À primeira vista chamou-me a atenção a professora de direito
confiante, séria e extremamente inteligente. Uma mulher como poucas nos
ambientes acadêmicos (e como poucas protagonistas): uma mulher negra.
A personagem Annalise Keating, interpretada por Viola Davis,
não é uma mocinha/heroína típica de filmes, séries, novelas e romances. Ela é uma
mulher de carne e osso. É contraditória tal como cada um/a de nós é. Excelente na
sua profissão, mas com um lado obscuro que vai se revelando ao longo da trama.

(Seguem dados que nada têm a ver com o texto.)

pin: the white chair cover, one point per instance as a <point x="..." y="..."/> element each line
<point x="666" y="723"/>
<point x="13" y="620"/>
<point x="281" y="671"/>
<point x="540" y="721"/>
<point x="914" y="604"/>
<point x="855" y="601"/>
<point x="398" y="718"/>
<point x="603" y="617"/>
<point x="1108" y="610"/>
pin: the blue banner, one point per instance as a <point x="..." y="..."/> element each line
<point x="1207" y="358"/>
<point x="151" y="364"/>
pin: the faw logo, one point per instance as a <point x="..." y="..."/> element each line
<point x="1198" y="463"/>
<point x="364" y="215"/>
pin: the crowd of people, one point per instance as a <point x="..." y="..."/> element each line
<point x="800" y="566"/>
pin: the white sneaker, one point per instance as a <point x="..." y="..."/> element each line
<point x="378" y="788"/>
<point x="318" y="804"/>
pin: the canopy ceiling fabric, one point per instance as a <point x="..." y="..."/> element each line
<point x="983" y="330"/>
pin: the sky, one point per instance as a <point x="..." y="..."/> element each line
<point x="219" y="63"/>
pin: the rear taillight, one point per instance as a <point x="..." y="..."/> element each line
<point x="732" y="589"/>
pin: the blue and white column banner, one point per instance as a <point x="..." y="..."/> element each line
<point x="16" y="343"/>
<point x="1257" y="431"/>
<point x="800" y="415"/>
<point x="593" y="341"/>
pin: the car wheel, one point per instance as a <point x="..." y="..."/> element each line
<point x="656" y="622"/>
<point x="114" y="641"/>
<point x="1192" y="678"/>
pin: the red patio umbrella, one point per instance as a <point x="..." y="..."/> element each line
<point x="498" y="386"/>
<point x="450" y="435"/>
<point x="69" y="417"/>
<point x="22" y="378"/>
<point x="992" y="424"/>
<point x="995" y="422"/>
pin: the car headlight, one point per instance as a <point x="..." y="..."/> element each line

Essa não é uma característica exclusiva da protagonista. Xs
demais personagens seguem essa mesma lógica. São boas/bons e também são
más/maus. E a quebra desse maniqueísmo nos coloca diante de nós. Tendemos a nos
considerar boas pessoas, mas não abrimos mão de nossos vícios. E guardamos
conosco partes de nosso ser que nos envergonham, que buscamos ocultar a todo
custo.
A quebra do maniqueísmo se revela também nos casos que
Analise e sua equipe (que inclui sua assistente, também advogada, Bonnie
Winterbotton; Frank Delfino, um
assistente misterioso, que ninguém entende, ao certo, sua função e seus/suas
alunxs) defendem.
Esses casos nos fazem desmistificar o ofício da advocacia,
que nos faz levantar diversas indagações éticas, no que se refere à defesa de
criminosxs.
Culpa e inocência são dimensões colocadas diante de nós e
que nos fazem relativizar nossos preceitos moralistas e acusadores de justiça,
pois a trama mostra bem que também somos criminosxs em nossos pequenos delitos
(ou nos delitos que consideramos pequenos porque fomos nós que praticamos) ou
mesmo que somos criminosxs em estado de latência.
Os mais diversos casos que a equipe defende mostram que há
uma teia muito mais complexa do que possamos imaginar por trás de um crime e
que a condenação de uma pessoa por toda a sua vida ou mesmo por uma boa parcela
dela, por uma atitude que a colocou em julgamento, pode soar como algo injusto,
sobretudo quando adentramos, mesmo que pouco, nessa complexidade que pode ter
levado à prática do crime.
Enfim, de maneira sutil, colocando-nos diante de nós mesmos,
fazendo-nos torcer pela absolvição de criminosxs ou pela ocultação de algum
crime, a série leva-nos a refletir sobre uma questão muito atual, que diz
respeito à crescente onda conservadora que pede a condenação seletiva de
determinadxs criminosxs ou mesmo que busca criminalizar quem seja/pense
diferente; além de dar boas lições (também sutis) sobre a importância dos
Direitos Humanos nas sociedades contemporâneas.